Brigitte Schreyer was born, raised and educated in Germany. She immigrated to Canada in 1960, settling in Winnipeg, Manitoba, and in 1967 became a Canadian Citizen.

Brigitte began painting seriously after moving to Ontario in 1972. She studied Art History at Sheridan College of Applied Art and Technology, Oakville, ON, as well as a variety of painting media with various accomplished Canadian and American Artists.

Since her introduction to watercolour, this medium has held an all absorbing fascination and challenge for Brigitte and she has refined a style of her own. Her favourite mediums are transparent watercolour and oil painting, but she is also interested in acrylic/mixed media.

Brigitte was an enthusiastic Watercolour Instructor and had been teaching watercolour classes and workshops for various Art Groups throughout Ontario and Canada since 1978. For many years she also taught watercolour workshops at her studio/gallery in North Burlington. In the fall of 2014 she moved to Oakville (Bronte) and decided to stop teaching. She enjoys painting for upcoming shows and learning more about the different mediums.

Brigitte is an elected member of the Canadian Society of Painters in Watercolour, the Polar Artists Group, the Society of Canadian Artists and a Life Member at the Ontario Society of Artists. She has held numerous solo and group exhibitions and her work is in many corporate and private collections throughout North America and Europe.

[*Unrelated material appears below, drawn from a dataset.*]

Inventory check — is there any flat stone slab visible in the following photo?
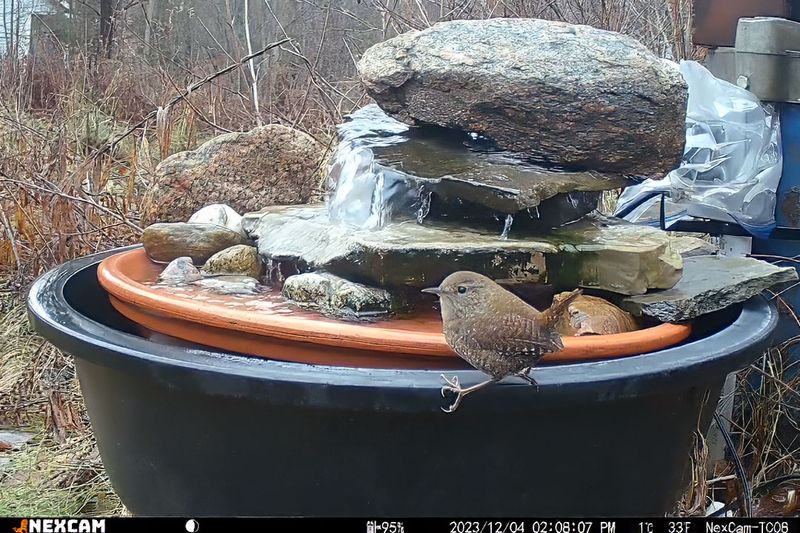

She has been an invited Guest Lecturer and Juror for many Art Groups and Art Societies.

Brigitte is a contributing author in Watercolor for the Fun of It – Easy Landscapes by well known watercolour artist Jack Reid, published by North Light Books in 2004, as well as Painter’s Quick Reference: Flowers also published by North Light Books in September 2005.

In the summer of 2006 Brigitte was one of 25 selected Arctic Quest Artists who traveled to the High Arctic and Greenland to paint and celebrate the 100th anniversary of the first successful journey by the Norwegian Explorer Roald Amundson through the Northwest Passage.

She discovered her love for the Arctic in 1989, when she took a trip to Pangnirtung, Baffin Island, Nunavut. Then, 20 years later, in the summer of 2009 she revisited ‘Pang’, where she lived a few weeks with an Inuit family.